Everyone trooped in through a glassed-in porch to a kitchen with marble counters and a brass-trimmed La Cornue oven and a cabinet wine cellar the size of three phone booths. Somebody whistled.

“Do you reckon he owns or rents?”

“Either way, he’s loaded.”

“Where the devil does he get his money?”

“Ts, the wife might hear you.”

Darya dumped her sweater on a wicker chair on the back porch, in case it grew chilly later on, and went out to the car to fetch an armload of tulips stapled up in bright paper. As she headed back toward the porch, Alexei was draping his hoodie and her wrap over his backpack, but when he headed on into the kitchen, the garments tumbled onto the floor. She laid her tulips on a chair, picked up the wraps, and brushed them off. It was wrong, of course, but something made her prod his backpack with her fingers. Empty, except for one hard thing. The zipper was open a few centimeters, and she slipped a finger in and felt metal. She widened the gap. She could see the revolver, read the word Judge on the barrel. She zipped up the backpack, and covered it again with the clothing. When she looked up, Alexei was there.

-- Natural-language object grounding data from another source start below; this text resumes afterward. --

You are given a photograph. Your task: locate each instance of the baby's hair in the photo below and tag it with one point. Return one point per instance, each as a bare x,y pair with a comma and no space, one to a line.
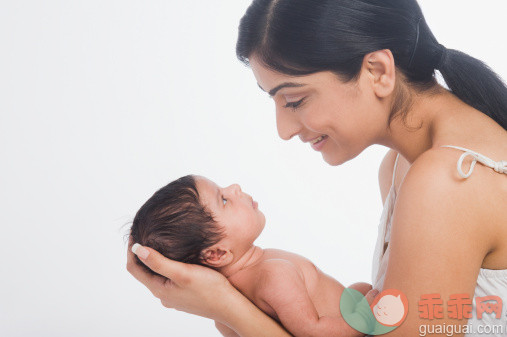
175,223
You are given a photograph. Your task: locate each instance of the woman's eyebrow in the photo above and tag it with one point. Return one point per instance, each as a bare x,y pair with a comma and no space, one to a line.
273,91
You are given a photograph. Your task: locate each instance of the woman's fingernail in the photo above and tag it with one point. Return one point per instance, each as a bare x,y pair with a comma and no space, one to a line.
140,251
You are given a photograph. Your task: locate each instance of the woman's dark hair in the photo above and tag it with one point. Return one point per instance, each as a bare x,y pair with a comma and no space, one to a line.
175,223
300,37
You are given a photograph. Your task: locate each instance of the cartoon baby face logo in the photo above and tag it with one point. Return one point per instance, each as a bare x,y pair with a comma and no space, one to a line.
390,307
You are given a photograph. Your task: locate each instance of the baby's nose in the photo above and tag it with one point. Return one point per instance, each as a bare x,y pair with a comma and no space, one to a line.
236,187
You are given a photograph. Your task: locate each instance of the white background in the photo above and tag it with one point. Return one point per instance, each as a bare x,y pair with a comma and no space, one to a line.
103,102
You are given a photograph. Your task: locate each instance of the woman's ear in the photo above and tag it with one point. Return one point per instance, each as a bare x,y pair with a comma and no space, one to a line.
217,256
381,72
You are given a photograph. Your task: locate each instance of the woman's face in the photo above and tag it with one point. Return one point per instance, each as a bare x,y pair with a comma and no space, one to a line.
338,119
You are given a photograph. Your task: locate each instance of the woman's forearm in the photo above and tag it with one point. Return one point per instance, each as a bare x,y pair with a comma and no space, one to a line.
248,320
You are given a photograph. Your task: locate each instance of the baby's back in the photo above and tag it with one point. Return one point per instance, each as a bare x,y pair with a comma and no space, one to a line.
323,290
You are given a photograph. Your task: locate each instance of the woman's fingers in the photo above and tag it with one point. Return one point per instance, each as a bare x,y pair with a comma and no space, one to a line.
176,271
152,282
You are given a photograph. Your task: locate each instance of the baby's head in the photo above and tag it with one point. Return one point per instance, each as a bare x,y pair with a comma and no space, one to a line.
193,220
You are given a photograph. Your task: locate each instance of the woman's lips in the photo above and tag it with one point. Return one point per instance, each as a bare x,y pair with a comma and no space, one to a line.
318,146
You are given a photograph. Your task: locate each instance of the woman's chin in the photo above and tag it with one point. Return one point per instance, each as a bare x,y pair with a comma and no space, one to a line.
332,160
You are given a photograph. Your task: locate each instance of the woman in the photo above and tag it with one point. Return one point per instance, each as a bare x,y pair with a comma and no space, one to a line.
348,74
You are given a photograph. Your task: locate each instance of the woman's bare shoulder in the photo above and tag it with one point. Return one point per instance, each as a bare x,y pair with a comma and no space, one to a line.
433,189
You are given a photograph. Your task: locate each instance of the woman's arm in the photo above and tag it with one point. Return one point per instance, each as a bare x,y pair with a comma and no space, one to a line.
201,291
438,241
225,330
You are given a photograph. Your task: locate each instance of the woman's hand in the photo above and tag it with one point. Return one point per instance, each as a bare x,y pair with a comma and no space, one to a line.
190,288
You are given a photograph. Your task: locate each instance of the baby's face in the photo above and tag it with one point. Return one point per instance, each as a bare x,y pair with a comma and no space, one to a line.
234,210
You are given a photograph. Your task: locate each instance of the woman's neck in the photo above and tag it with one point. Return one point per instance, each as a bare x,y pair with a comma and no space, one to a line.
432,119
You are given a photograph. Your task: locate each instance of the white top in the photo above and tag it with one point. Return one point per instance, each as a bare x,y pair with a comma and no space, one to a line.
489,281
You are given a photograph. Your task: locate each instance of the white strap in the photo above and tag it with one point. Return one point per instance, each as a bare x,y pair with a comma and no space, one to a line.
500,166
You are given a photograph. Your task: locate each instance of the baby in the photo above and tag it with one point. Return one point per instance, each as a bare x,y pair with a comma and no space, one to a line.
193,220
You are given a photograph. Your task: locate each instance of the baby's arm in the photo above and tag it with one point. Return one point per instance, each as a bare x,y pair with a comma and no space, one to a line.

“What are you doing?” he said.

“My sweater fell on the floor,” Darya said.

“Did you just go through my backpack?”

“Alexei, you can’t seriously intend—”

Like the others they had been speaking Russian, but he switched to
English, as if no one else understood the language: “Be quiet!”

She whispered, “This is crazy. Surely he’s armed.”

He said through clenched teeth, “Shut up.”

Glancing around, he reached into the backpack and removed the Judge, with its burnished steel and black grip and red sight. He pocketed it in his trousers, where the bulge was obscured by his apron.

Moving close, he whispered hotly in her ear, “I’m not planning anything tonight. I just can’t leave it at home. My mother might find it.”

He disappeared into the house.

Her heart racing, Darya went through the steaming kitchen to arrange the flowers in the living room and dining room. Maya, drinking a martini, came in to direct her. Like an actress with an Irish face playing an Oriental courtesan in an old movie, she used mascara to extend her canthi.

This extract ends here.